Yes, if you used symbols from any shared library in an extension module,
you'd need to know the version of that shared library. So it's not just
libc. This is the same on any OS, not just linux.
-Andrew
Exactly. The platform name/version ( RedHat 3 / Ubuntu 7.07 / Gentoo
X.X ) can serve as a much better proxy for the "version of all
shared libraries" than just the kernel version alone (2.4 / 2.6).
To add to Andrew's example, python-ldap created for Redhat 4 depends
on ldap_r.so.1.0.4 but for RedHat 5 depends on ldap_r.so.1.0.6. Both
have kernel 2.6, so are indistinguishable under current naming scheme.
I notice that for Debian/Ubuntu the lsb_release command is
implemented in Python, although it's mostly just reading out
/etc/debian_version. RedHat's lsb_release uses bash, but similarly
just reads in a file. Gentoo also has a lsb_release.
On OS X, there's a similar thing done to get the platform
name/version, and there's special version comparison code to
determine compatibility; if this could be implemented for other
platforms, that would be great.
The "completely correct" way to do this would be to run ldd on all
binaries, stick the result in a metadata file somewhere, then load
the version of the egg where the most (hopefully all) libraries exist.

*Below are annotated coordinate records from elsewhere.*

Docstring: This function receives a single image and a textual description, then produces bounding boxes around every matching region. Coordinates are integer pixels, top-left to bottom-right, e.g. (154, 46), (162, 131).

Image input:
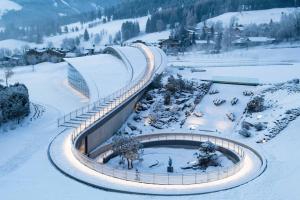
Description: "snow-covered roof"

(65, 54), (130, 102)
(233, 37), (275, 44)
(195, 40), (215, 44)
(248, 37), (275, 42)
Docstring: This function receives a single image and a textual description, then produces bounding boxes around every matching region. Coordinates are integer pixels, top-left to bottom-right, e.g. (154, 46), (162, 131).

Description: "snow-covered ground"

(0, 0), (22, 19)
(127, 30), (170, 43)
(169, 44), (300, 83)
(198, 8), (300, 26)
(44, 16), (148, 47)
(0, 43), (300, 200)
(107, 147), (233, 173)
(66, 54), (132, 102)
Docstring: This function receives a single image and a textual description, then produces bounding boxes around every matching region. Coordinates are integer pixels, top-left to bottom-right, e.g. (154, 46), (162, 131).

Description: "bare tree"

(113, 136), (142, 169)
(4, 67), (14, 87)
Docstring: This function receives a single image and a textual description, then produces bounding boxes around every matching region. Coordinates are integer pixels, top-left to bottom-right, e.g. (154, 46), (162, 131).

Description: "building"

(0, 55), (25, 67)
(24, 48), (66, 65)
(68, 64), (90, 98)
(232, 37), (276, 48)
(159, 38), (181, 55)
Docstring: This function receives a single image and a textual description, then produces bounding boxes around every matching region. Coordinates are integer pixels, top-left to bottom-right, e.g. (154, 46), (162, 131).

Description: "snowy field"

(0, 6), (300, 197)
(44, 16), (148, 47)
(169, 43), (300, 83)
(107, 147), (233, 174)
(0, 0), (22, 19)
(198, 8), (300, 26)
(0, 44), (300, 200)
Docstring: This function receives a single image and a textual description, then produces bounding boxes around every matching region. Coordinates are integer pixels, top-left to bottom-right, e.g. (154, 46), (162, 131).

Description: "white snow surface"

(66, 54), (131, 102)
(44, 16), (148, 47)
(169, 44), (300, 83)
(0, 0), (22, 19)
(198, 8), (300, 27)
(0, 44), (300, 200)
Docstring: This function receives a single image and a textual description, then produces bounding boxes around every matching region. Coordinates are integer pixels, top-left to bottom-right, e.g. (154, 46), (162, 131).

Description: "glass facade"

(68, 64), (90, 98)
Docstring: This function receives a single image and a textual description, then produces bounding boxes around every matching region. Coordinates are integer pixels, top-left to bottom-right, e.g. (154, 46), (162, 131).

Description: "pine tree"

(83, 29), (90, 41)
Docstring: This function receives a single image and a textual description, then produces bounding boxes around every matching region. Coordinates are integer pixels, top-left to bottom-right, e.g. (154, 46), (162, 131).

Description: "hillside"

(0, 0), (119, 26)
(198, 8), (300, 26)
(0, 0), (22, 19)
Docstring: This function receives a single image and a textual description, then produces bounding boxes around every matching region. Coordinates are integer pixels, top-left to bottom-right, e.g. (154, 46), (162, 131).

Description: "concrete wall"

(75, 90), (145, 156)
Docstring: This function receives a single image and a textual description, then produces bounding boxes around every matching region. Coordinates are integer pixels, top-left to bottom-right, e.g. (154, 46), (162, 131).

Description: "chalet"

(159, 38), (181, 55)
(0, 55), (25, 67)
(195, 40), (216, 50)
(232, 37), (276, 48)
(25, 49), (66, 64)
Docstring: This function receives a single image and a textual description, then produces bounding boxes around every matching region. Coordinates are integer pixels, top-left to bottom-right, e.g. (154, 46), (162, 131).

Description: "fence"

(72, 133), (245, 185)
(57, 44), (155, 148)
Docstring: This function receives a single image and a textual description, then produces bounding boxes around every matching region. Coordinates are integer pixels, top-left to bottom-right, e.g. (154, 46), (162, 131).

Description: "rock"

(292, 78), (300, 84)
(243, 91), (254, 97)
(213, 99), (226, 106)
(194, 112), (203, 118)
(151, 120), (165, 129)
(176, 98), (189, 105)
(230, 97), (239, 106)
(209, 89), (220, 95)
(133, 115), (142, 122)
(226, 113), (236, 122)
(253, 122), (267, 131)
(246, 96), (265, 113)
(242, 121), (253, 130)
(239, 129), (251, 138)
(127, 123), (138, 131)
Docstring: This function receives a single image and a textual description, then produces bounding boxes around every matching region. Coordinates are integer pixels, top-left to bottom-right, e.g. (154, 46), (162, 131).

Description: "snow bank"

(0, 0), (22, 19)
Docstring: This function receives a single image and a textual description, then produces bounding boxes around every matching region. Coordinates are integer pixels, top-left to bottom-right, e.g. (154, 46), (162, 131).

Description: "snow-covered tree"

(94, 33), (101, 44)
(83, 29), (90, 41)
(4, 67), (14, 87)
(197, 141), (219, 169)
(113, 136), (142, 169)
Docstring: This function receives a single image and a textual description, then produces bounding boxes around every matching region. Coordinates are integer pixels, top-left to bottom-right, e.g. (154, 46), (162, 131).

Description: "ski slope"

(0, 0), (22, 19)
(198, 8), (300, 27)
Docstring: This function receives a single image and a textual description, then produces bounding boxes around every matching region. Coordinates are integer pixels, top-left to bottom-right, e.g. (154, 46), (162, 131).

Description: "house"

(195, 40), (216, 50)
(24, 48), (66, 65)
(159, 38), (181, 55)
(232, 37), (276, 48)
(0, 55), (25, 67)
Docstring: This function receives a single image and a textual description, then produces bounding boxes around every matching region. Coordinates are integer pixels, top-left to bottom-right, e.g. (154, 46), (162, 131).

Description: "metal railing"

(72, 133), (245, 185)
(57, 44), (155, 143)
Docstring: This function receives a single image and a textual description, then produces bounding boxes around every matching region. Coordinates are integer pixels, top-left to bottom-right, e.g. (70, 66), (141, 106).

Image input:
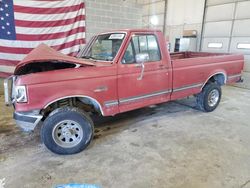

On the other hand, sticking the egg into the place that distutils
uses when not under easy_install would fix this much more simply,
although from what I hear this would be a big change.
For easy_install, yes. For pip, probably not so much. In fact, my
guess would be that pip already supports this, as long as you can
install from source, rather than from eggs.